情報漏洩(ろうえい)の責任を取るとして、兵庫県の斎藤元彦知事が提出した給与カット案の採決が見送られました。
12日、6月定例会の最終日を迎えた兵庫県議会。斎藤知事への追及が続きました。
ひょうご県民連合・北上あきひと県議
「知事が問われているのは、組織の長としての管理責任・監督責任に留まりません」
共産・庄本えつこ県議
「真相解明に責任を持たない斎藤知事では、今の県政に対する不信をただすことはできません。減給だけでことを済ますのは、もってのほかと言わざるを得ません」
批判が集まっていたのは、斎藤知事が提出した自らの給与を3割カットから5割カットに引き上げる条例案です。
発端は第三者委員会の調査で、知事の疑惑を告発した元県民局長の私的情報を元総務部長が漏洩したのは「知事らが指示した可能性が高い」と結論づけたことにあります。
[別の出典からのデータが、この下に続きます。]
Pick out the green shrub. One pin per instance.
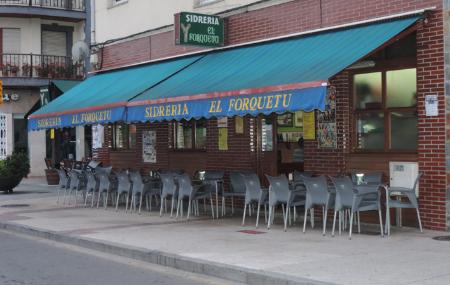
(16, 164)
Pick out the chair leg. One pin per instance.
(325, 210)
(334, 223)
(161, 208)
(350, 226)
(418, 218)
(257, 214)
(304, 220)
(243, 216)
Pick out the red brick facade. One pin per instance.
(292, 17)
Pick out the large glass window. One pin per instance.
(385, 110)
(123, 136)
(190, 134)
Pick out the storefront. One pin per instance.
(330, 101)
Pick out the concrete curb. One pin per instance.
(219, 270)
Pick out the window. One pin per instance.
(190, 135)
(123, 136)
(385, 108)
(199, 3)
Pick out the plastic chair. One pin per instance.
(169, 189)
(187, 190)
(254, 193)
(63, 184)
(280, 194)
(349, 196)
(141, 189)
(399, 193)
(92, 187)
(123, 188)
(317, 194)
(237, 189)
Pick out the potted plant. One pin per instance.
(12, 170)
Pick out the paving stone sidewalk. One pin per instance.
(223, 248)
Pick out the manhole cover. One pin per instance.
(442, 238)
(15, 205)
(251, 232)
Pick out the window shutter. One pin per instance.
(54, 43)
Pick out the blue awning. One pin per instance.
(277, 76)
(102, 98)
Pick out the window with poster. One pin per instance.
(190, 135)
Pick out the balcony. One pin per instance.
(35, 66)
(55, 9)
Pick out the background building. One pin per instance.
(36, 39)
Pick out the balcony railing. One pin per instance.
(76, 5)
(40, 66)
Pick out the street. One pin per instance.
(32, 261)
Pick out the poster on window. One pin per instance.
(149, 146)
(97, 136)
(326, 122)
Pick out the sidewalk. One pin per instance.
(219, 248)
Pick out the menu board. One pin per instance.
(309, 126)
(149, 146)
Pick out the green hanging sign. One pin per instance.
(199, 29)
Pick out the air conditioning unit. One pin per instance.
(404, 174)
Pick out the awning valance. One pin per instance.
(102, 98)
(279, 76)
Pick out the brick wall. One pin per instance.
(300, 16)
斎藤知事は指示を否定する一方、「責任を取る」として、給与カット案を提出。
10日、議会の各会派から条例案への疑問の声が相次ぎました。
維新・門隆志県議
「何もわかっていない状態で、知事の処分と言われても判断しようがない」
公明・越田浩矢県議
「文書問題まだよくわからない、説明責任もしっかり果たしていないという認識でいるし、議員もそういう認識多い。ここ(管理者責任)だけ取り上げて処分するのは違和感がある」
そして迎えた採決の時…。
兵庫県議会・浜田知昭議長
「起立多数であります」
議会が選んだのは継続審査。採決の先送りです。しかし、今後新たな事実が出てくる見込みもなく、審議の見通しは立っていません。
採決の見送りを受け、斎藤知事は…。
兵庫県・斎藤元彦知事
「今回の条例による給与減額措置が、自分としての県保有情報が適切に管理できていなかったということに関する一つのけじめ、責任を受けて身の処し方として考えていますので、これでご理解いただきたい」
議会閉会後、立憲系のひょうご県民連合からは、辞職の申し入れ書が手渡されました。
ひょうご県民連合・上野英一議員
「県政を前に進めていくには、知事の辞職以外ないと考えていますので、ぜひともよろしくお考えいただくようお願いします」
兵庫県・斎藤元彦知事
「申し入れは重く受け止めますけども、しっかりと県政を前に進めることが私の責任の果たし方です。引き続き頑張っていきたい」
私的情報の漏洩に関して、10日に刑事告発された斎藤知事。兵庫県政をめぐる混乱が落ち着く日は来るのでしょうか。